En 1963, una vez superado el “invierno” del entonces ministro Alvaro Alsogaray, con seis o siete sueldos de obrero industrial especializado se podía comprar el pequeño, aunque eficiente, Fiat 600. Esos trabajadores se consideraban clase media, enviaban a sus hijos a las universidades en las ciudades más importantes del país, elegían pasar sus vacaciones en el mar o en las sierras o en sur patagónico. Y allí iban, soportando los calores y las rutas angostas, sin comodidades.
La inflación los castigaba, pero no tanto, no los traumatizaba, no les trababa el acceso a los bienes por entonces sofisticados. El Estado de Bienestar del peronismo permanecía en el imaginario colectivo y la inmensa mayoría creía en el porvenir.

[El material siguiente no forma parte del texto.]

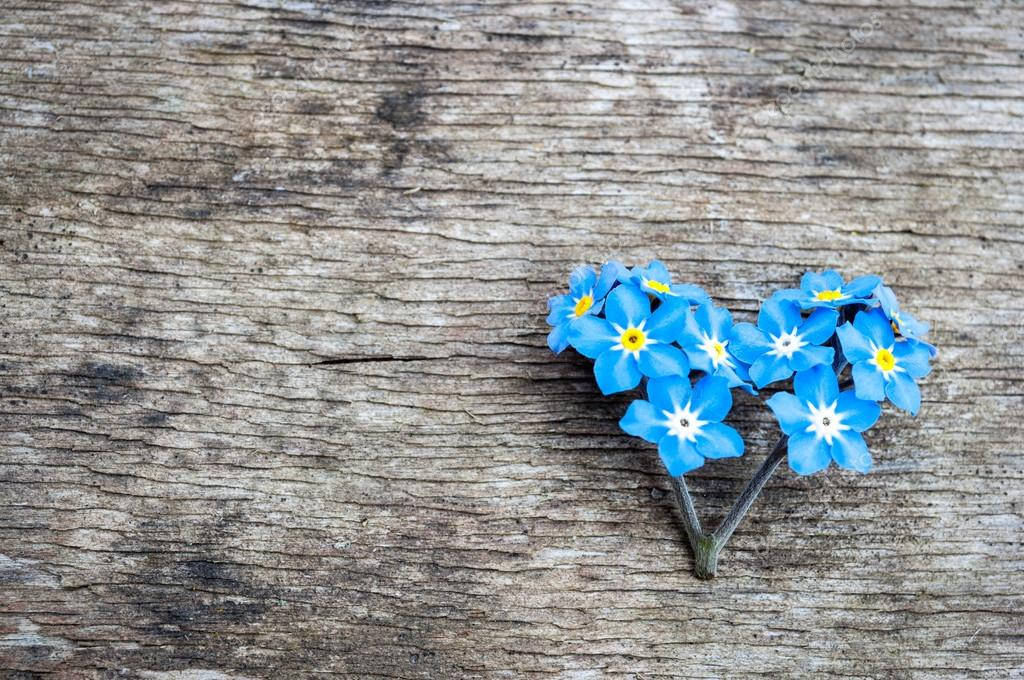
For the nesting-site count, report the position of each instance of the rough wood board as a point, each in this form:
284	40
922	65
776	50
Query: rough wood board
275	399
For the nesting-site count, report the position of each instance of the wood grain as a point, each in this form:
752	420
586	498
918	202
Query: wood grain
275	397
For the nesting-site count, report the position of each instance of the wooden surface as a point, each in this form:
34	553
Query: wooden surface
275	397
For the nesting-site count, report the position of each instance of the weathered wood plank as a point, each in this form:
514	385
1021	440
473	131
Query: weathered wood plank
275	400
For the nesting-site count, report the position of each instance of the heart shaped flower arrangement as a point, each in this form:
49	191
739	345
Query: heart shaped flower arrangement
841	347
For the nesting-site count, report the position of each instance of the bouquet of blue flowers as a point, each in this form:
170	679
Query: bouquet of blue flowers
846	346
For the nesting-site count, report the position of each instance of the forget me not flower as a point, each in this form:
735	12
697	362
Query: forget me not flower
782	341
685	423
654	279
827	290
631	342
823	425
706	338
586	296
882	366
903	323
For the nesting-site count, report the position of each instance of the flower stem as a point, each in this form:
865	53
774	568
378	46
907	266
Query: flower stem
745	500
690	520
708	546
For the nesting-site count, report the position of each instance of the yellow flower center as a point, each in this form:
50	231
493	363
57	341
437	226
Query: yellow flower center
885	359
583	304
633	339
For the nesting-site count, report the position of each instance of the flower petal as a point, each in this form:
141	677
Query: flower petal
805	357
645	421
592	336
867	381
669	393
718	440
662	359
679	455
582	281
790	412
616	371
777	315
768	369
850	451
560	307
558	339
699	360
712	398
736	377
873	325
808	454
748	342
912	357
817	385
855	344
819	326
903	392
627	305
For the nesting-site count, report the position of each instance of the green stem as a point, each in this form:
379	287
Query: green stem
707	547
745	500
690	520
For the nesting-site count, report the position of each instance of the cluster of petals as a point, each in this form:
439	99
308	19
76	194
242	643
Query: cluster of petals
637	325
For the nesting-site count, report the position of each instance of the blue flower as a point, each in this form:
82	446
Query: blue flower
686	424
631	342
706	340
654	279
783	342
902	323
823	425
586	296
882	366
827	290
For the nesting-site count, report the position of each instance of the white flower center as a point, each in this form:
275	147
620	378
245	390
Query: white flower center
684	422
786	344
715	348
825	423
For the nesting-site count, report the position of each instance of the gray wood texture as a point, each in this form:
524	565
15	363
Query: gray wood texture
274	396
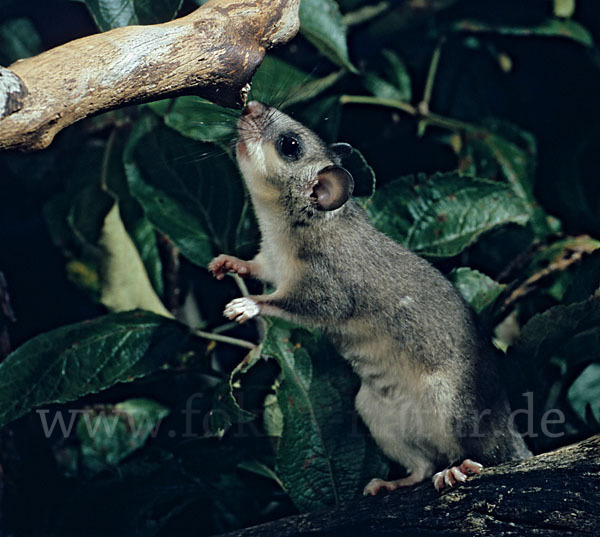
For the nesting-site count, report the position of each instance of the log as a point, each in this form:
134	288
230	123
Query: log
554	494
213	52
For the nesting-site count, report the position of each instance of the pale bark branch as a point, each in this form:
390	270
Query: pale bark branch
212	52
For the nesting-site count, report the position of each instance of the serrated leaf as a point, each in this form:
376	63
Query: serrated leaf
280	84
197	118
110	14
124	284
554	345
549	28
321	23
443	214
564	8
226	411
584	393
75	360
109	433
479	290
325	455
199	205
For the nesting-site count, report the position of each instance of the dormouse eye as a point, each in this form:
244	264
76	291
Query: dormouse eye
289	147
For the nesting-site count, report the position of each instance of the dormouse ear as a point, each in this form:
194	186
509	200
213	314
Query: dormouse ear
333	188
342	150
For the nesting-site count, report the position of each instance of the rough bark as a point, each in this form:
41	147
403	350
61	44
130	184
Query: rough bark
212	52
554	494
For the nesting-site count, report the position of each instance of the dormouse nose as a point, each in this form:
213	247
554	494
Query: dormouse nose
253	109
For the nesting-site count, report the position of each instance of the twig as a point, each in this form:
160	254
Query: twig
425	115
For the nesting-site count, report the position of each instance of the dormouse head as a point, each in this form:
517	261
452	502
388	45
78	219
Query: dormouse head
283	161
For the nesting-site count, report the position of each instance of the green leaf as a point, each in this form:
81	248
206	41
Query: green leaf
443	214
585	392
18	39
109	433
226	410
280	84
325	455
198	118
125	283
553	346
139	229
549	28
110	14
321	23
75	360
198	204
564	8
479	290
364	175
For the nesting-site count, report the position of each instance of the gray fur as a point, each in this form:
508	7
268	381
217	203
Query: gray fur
426	372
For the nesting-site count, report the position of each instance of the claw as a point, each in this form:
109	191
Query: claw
241	309
450	476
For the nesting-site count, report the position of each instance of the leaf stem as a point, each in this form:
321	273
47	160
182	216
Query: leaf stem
225	339
433	66
241	284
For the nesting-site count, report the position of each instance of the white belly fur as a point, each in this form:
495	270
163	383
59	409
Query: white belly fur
411	426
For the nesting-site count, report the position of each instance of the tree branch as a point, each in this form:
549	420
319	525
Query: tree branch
212	52
554	494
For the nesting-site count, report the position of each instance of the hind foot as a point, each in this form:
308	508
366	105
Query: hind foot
456	474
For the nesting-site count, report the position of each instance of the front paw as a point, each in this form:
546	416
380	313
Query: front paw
241	309
223	264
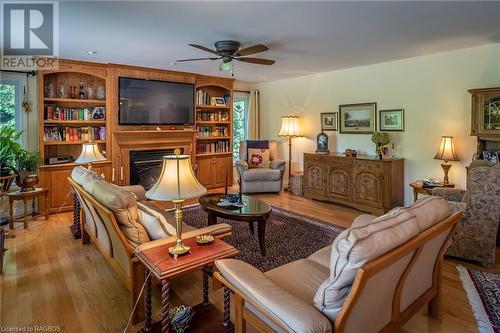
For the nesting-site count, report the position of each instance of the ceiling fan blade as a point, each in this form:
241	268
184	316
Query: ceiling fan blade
252	49
256	61
196	59
206	49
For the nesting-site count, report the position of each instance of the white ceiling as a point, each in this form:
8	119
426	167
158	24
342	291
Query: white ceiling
303	37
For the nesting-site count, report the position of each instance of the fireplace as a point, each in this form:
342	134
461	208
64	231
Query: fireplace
145	166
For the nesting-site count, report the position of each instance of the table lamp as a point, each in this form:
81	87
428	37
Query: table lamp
90	153
176	183
446	152
290	127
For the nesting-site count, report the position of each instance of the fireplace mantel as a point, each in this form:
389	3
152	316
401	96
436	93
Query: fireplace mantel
126	141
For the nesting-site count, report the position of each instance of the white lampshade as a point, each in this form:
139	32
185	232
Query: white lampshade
176	181
290	126
90	153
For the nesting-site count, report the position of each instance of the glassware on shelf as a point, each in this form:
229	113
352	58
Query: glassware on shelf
101	92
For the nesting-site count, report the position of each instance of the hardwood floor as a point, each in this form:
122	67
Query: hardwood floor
51	279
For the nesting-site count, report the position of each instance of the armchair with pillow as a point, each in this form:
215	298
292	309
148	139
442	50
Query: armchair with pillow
259	168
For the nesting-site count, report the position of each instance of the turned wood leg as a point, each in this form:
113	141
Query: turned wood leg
76	226
212	218
11	214
262	236
25	214
205	286
147	305
227	307
165	295
252	230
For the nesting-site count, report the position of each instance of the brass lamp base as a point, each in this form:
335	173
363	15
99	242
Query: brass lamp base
446	169
179	248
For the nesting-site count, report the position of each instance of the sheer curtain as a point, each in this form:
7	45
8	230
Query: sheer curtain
254	115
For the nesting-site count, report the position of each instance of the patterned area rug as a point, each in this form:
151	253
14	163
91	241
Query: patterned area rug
483	291
289	236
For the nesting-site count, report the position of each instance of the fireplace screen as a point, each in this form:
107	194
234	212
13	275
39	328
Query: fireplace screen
145	166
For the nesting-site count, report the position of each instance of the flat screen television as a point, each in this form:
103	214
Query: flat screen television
149	102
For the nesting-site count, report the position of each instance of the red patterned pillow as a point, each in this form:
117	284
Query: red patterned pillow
258	158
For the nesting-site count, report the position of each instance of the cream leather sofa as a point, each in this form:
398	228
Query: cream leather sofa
114	223
373	278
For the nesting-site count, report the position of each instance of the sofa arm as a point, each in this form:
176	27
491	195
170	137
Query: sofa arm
216	230
270	300
449	194
137	190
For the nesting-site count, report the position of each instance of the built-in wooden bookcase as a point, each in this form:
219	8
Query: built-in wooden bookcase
214	139
67	120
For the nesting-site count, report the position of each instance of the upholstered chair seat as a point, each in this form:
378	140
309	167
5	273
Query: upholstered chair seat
267	179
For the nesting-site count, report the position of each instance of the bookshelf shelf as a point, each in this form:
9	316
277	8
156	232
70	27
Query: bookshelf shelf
75	100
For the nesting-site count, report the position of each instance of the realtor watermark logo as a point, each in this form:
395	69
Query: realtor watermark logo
30	35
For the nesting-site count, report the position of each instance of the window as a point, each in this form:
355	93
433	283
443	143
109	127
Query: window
11	96
240	122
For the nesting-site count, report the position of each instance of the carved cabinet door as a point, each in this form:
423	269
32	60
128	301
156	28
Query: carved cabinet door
314	179
339	182
368	181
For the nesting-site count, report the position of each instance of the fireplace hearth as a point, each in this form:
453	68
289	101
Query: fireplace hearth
145	166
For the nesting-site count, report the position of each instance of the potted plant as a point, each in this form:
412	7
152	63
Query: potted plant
26	166
380	139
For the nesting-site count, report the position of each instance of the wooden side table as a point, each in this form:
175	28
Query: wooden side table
418	187
25	197
163	266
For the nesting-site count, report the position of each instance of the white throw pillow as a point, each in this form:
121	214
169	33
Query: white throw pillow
154	222
355	247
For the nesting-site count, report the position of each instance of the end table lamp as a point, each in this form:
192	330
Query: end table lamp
446	152
176	183
290	127
90	153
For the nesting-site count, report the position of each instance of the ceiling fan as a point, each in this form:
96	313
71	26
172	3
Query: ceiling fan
229	50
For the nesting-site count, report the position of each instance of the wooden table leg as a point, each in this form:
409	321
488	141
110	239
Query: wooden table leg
165	295
262	235
205	286
147	305
212	218
25	214
11	214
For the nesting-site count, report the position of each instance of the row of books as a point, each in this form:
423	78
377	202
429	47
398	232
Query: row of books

Los obreros no estaban solos. Los primeros sociólogos recibidos en la Universidad de Buenos Aires, los que indagaban sobre pautas, comportamientos y esperanzas de las distintas capas sociales sabían que el personaje Mafalda (creado por el talento de Quino), junto con sus padres, su hermanito y sus amiguitos expresaban las apetencias y las dudas de una clase media aturdida.
Los políticos seducían a esa clase, intentaban sondear sus emociones y expectativas. Aunque se tratara de un estamento (en especial, las capas medias urbanas) muy ciclotímico en sus elecciones políticas, decisivas en el momento en el que emitían el voto.

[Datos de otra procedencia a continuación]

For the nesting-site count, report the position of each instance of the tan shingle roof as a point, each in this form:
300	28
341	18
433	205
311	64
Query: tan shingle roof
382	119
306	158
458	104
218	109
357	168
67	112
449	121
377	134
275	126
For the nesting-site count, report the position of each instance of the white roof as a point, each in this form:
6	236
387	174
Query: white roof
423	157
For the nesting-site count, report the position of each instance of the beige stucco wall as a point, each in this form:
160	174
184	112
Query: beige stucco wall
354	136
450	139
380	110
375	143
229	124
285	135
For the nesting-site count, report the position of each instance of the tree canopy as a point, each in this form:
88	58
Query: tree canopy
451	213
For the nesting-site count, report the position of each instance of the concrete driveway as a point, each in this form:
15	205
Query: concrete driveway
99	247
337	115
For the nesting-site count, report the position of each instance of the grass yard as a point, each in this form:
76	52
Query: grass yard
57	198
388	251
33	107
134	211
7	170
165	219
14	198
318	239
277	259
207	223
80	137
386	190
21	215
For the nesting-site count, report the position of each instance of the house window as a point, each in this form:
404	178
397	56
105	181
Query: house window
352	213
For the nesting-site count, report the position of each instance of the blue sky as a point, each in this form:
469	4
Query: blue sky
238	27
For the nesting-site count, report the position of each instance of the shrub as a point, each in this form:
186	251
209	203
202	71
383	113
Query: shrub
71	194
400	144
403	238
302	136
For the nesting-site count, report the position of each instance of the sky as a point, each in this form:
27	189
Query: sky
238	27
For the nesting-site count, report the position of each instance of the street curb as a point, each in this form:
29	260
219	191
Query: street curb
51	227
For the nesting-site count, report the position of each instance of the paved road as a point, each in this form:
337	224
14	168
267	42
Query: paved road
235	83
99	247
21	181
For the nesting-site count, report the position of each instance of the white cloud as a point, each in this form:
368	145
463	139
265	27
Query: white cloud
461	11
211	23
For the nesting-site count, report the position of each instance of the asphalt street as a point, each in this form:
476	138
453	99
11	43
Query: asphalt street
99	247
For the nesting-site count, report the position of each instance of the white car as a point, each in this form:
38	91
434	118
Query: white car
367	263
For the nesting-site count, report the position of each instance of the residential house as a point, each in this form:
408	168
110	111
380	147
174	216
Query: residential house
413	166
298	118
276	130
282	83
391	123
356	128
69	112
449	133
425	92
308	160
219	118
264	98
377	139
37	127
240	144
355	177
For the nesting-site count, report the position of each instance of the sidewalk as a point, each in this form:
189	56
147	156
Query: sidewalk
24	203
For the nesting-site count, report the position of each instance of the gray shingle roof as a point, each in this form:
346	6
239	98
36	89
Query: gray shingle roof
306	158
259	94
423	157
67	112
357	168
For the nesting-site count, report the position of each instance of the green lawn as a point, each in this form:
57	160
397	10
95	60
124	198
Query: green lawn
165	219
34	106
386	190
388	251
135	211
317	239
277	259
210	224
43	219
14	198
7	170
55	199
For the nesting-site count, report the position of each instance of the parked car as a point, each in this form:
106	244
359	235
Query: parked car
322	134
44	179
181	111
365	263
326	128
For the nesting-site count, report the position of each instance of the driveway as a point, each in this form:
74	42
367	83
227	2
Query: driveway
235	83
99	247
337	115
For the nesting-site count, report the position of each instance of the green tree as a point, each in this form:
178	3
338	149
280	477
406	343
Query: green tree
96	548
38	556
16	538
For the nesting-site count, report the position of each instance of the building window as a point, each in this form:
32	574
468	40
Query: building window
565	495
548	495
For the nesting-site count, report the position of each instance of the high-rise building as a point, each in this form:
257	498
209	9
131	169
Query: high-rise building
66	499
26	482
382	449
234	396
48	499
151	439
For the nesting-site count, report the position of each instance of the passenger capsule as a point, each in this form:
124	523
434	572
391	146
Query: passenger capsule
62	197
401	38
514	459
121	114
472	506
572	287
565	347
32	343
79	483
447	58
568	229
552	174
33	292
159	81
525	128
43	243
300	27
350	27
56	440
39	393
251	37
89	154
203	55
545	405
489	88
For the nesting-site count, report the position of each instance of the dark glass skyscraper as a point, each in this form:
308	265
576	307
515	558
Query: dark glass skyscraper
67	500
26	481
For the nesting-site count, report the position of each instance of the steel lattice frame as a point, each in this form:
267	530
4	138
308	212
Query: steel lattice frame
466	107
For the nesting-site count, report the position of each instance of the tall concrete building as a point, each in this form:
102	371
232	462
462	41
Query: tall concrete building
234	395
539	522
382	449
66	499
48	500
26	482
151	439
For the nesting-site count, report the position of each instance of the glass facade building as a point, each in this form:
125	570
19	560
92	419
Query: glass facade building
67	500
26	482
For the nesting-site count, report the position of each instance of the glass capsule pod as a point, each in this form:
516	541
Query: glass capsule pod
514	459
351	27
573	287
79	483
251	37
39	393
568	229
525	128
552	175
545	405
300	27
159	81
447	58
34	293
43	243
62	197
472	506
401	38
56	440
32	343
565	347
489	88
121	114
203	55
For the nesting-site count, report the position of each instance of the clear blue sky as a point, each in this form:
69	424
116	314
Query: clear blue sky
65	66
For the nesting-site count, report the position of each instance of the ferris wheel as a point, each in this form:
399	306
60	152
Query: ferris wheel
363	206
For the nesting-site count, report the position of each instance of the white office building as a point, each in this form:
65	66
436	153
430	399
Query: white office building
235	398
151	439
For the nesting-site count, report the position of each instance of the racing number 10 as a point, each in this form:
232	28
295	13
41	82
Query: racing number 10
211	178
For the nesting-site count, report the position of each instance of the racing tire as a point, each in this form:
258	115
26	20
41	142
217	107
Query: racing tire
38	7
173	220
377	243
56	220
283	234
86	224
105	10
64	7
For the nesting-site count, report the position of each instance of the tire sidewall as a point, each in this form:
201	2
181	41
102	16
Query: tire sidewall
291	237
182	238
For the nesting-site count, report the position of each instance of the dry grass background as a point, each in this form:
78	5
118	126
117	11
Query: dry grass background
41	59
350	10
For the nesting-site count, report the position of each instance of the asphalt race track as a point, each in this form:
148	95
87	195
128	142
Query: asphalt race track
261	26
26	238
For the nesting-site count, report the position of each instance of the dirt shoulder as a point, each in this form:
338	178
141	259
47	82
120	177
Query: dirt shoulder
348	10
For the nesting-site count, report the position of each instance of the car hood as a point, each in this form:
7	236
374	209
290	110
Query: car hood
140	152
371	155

La clase media también se expresaba en sus opciones culturales e intelectuales. Es la clase que colaboró activamente en el cambio de las costumbres de todo tipo y color, en la aceptación de un arte a contramano (uno de sus refugios fue el Instituto Di Tella) la que sugería la compra de las revistas semanales (Primera Plana, Confirmado, Panorama, Análisis), la moda que se renovaba año tras año, las lecturas de libros casi obligatorios, los lugares determinados para el turismo. La misma clase que seguía la evolución económica y política del país, un grupo humano que amparó los grandes cambios políticos y los escenarios propicios para la militancia política. Los hijos de esa clase participaron activamente, junto con los sindicatos, en el “Cordobazo” en 1969 y luego en la “guerrilla urbana y rural”.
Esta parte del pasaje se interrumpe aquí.